Até mesmo a democracia demorou tempo a dar importância às bibliotecas públicas, pois só
em 1986 foi lançado o Programa da Rede Nacional de Biblioteca Públicas e em 2007, apesar
da evidente necessidade de regulamentação, Portugal é quase o único país europeu sem uma
Lei de bibliotecas.
No entanto reconheça-se que, mesmo sem legislação específica que funcionasse como base
de apoio, foi possível desenvolver uma rede de bibliotecas públicas municipais, concebida em
função dos princípios expressos no Manifesto da UNESCO e considerada exemplar a nível
internacional, estando já em pleno funcionamento 154 bibliotecas, num total de 262 Autarquias
que assinaram um protocolo para a construção destes equipamentos a partir do programa
proposto pelo Ministério da Cultura25 . Tal como na vizinha Espanha, as transformações sociais
dos últimos 20 anos tornaram possível um desenvolvimento sem precedentes na nossa História
dos serviços de bibliotecas públicas.
053
O conceito de rede, porém, se funciona ao nível da edificação das infraestruturas e da reunião
das condições básicas de funcionamento, assegurando tanto uma forte equidade como um
nível mínimo de qualidade no que diz respeito aos edifícios, mobiliário, equipamentos, colecções
054
e recursos humanos, deixa de ser aplicado a partir do momento em que as bibliotecas estão
concluídas e passam a depender exclusivamente dos municípios: é aqui que a rede se transforma
em isolamento e começam a verificar-se maiores desigualdades ao nível do desenvolvimento
dos serviços, demasiado dependentes dos recursos financeiros de cada autarquia, tanto como
da vontade política dos autarcas e da actuação muito incerta e variável dos sucessivos governos
nacionais. Aspectos como a actualização das colecções, o desenvolvimento de actividades de
promoção da leitura e extensão cultural e até a própria automatização das bibliotecas são os
mais afectados pela inexistência de uma efectiva política de rede a partir do momento em que
as bibliotecas são inauguradas. A confusão, ainda existente em muitos lados, entre os papéis
da biblioteca pública e da biblioteca escolar – e apesar da criação de numerosas bibliotecas
escolares ao longo dos últimos 10 anos, no âmbito da dinâmica desenvolvida pela Rede de
Bibliotecas Escolares – são um outro factor de desequilíbrio, que condiciona a actuação de
muitas bibliotecas municipais e funciona como um entrave à prestação de serviços de acesso
ao conhecimento desenhados em função das necessidades das comunidades locais.
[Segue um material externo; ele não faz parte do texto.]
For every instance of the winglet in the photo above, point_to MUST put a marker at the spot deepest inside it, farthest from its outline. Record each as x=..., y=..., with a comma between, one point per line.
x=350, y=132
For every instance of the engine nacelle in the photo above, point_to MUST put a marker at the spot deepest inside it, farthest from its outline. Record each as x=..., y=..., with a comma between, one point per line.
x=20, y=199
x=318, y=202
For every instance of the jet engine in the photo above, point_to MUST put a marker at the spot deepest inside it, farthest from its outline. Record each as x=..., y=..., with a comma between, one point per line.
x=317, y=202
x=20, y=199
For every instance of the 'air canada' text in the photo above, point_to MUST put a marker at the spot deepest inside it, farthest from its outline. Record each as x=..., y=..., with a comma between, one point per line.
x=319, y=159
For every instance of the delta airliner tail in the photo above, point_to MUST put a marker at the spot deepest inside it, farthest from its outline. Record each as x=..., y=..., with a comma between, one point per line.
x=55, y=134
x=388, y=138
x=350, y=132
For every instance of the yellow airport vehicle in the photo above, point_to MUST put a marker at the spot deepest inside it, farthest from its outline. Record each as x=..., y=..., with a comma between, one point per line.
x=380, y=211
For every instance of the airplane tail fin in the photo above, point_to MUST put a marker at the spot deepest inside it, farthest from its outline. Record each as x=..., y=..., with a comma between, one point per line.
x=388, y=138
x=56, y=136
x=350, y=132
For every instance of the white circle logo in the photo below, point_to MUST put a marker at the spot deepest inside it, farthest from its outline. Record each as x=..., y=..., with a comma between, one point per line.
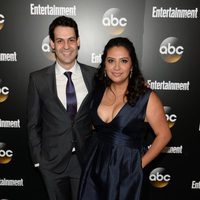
x=170, y=49
x=115, y=24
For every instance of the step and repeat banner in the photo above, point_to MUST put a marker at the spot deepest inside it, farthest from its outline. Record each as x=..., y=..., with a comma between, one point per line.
x=166, y=38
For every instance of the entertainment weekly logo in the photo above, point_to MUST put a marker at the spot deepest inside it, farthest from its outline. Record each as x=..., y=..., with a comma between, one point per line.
x=195, y=185
x=4, y=93
x=52, y=10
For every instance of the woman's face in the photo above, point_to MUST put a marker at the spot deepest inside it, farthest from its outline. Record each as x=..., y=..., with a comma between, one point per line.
x=118, y=64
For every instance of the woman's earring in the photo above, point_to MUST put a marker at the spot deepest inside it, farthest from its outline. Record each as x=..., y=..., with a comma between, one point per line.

Estas são as principais dificuldades que as bibliotecas públicas portuguesas enfrentam na
tentativa de se transformarem em organismos com real impacto na sociedade informacional.
Os novos papéis e, sobretudo, as novas orientações que determinam a sua actividade exigem
um reconhecimento social prévio, e um empenhamento da administração pública, a todos os
níveis, no seu desenvolvimento enquanto organizações ao serviço da inclusão social, da formação
contínua e da cultura, isto é, a sua participação nos planos nacionais, regionais e locais de
integração na sociedade da informação.
O grande desafio da actualidade implica que, mesmo introduzindo serviços e equipamentos
adequados ao uso das novas tecnologias da informação, incluindo pontos de acesso rápidos,
simples e em número suficiente à Internet, mesmo desenvolvendo programas de qualidade
no campo da promoção da leitura e das literacias, nomeadamente junto das crianças, as
bibliotecas públicas portuguesas sejam capazes de ultrapassar o estigma da imagem social
de espaços “de estudo, de silêncio e pouca sociabilidade” (Moura, 2001, p 104), frequentados
sobretudo por “jovens do ensino secundário ou superior, que [delas] fazem um uso marcadamente
instrumental e funcional” (idem, p. 103).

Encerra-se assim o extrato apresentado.